The comeback of the bald eagle here in Pennsylvania continues strong as well, with a current estimate of 266 nests in 56 counties statewide. To commemorate the 30th anniversary of Pennsylvania's bald eagle restoration efforts, the Pennsylvania Game Commission has produced a 22-minute documentary film, "Pennsylvania Bald Eagles, Celebrating 30 Years of Restoration" to tell this remarkable conservation success story. The film is scheduled to be screened at several sites around the state, including one here in our area hosted by the Juniata Valley Audubon Society at the Bellwood-Antis Public Library located at 526 Main St. in Bellwood on Tuesday, Sept. 17 at 7 p.m. For more information on this event, visit www.jvas.org.
And one final bit of good news regarding bald eagles is the Pennsylvania Game Commission's Bureau of Wildlife Management plans to make a formal proposal to the Board of Game Commissioners at their quarterly meeting next week to upgrade the status of bald eagles, the first step in the process required in Pennsylvania to remove them from the state's list of threatened species.
Game Commission biologist Doug Gross said, "This year marks just another high point in the spectacular and widespread recovery of bald eagles in Pennsylvania, and it's clear that the definition of a threatened species no longer describes them accurately."

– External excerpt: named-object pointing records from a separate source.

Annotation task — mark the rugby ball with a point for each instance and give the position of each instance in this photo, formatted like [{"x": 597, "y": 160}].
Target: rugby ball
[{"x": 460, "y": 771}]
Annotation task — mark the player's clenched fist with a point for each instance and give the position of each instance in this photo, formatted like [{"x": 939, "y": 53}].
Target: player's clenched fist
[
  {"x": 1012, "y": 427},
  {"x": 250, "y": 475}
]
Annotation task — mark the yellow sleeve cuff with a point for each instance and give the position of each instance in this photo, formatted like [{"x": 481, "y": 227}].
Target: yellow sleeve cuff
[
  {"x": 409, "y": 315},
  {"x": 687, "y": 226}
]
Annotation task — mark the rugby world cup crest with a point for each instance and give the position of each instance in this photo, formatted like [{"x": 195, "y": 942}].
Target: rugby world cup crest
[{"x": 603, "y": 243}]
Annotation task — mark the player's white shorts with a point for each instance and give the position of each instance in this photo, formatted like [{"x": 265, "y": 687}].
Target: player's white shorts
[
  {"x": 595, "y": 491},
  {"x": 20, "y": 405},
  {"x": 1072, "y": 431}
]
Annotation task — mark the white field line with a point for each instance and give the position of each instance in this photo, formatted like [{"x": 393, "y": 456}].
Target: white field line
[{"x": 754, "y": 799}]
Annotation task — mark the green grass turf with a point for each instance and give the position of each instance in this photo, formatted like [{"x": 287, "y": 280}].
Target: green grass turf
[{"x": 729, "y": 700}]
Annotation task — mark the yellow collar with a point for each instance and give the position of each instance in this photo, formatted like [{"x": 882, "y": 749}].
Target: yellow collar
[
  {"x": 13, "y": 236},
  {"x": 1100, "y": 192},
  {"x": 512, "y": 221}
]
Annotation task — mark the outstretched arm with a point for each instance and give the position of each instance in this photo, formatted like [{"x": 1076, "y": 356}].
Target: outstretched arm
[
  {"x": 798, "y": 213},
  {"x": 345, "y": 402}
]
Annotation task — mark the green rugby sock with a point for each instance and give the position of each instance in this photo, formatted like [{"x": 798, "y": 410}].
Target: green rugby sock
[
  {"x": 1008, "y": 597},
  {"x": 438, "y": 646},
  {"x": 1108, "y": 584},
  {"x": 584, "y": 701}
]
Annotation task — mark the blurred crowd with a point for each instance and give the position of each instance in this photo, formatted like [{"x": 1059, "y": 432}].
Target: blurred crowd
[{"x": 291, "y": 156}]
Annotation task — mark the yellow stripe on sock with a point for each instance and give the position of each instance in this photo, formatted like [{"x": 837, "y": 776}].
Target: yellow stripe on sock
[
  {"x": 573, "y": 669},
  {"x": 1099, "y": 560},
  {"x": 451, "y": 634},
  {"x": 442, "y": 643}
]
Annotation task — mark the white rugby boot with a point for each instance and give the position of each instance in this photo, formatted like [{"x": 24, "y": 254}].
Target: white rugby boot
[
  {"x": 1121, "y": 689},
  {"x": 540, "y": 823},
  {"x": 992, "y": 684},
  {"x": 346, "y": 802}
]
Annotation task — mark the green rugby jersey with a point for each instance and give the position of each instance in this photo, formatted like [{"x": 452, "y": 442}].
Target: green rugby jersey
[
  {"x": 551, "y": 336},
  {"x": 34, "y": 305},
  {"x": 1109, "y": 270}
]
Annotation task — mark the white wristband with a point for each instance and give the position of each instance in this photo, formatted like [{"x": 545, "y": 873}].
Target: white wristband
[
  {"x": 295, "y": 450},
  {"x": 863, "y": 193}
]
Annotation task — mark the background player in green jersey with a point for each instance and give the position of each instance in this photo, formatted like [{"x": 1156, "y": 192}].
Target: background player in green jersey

According to Pennsylvania's bald eagle management plan, four criteria must be met for five consecutive years to delist eagles as threatened. They are:at least 150 active nests statewide; successful nesting pairs in at least 40 counties; at least a 60 percent success rate of known nests; and productivity of at least 1.2 eaglets fledged per successful nest. This year marks the fifth consecutive year for successful nesting in at least 40 counties, which was the last of the condition that needed to be met to allow delisting eagles from threatened status.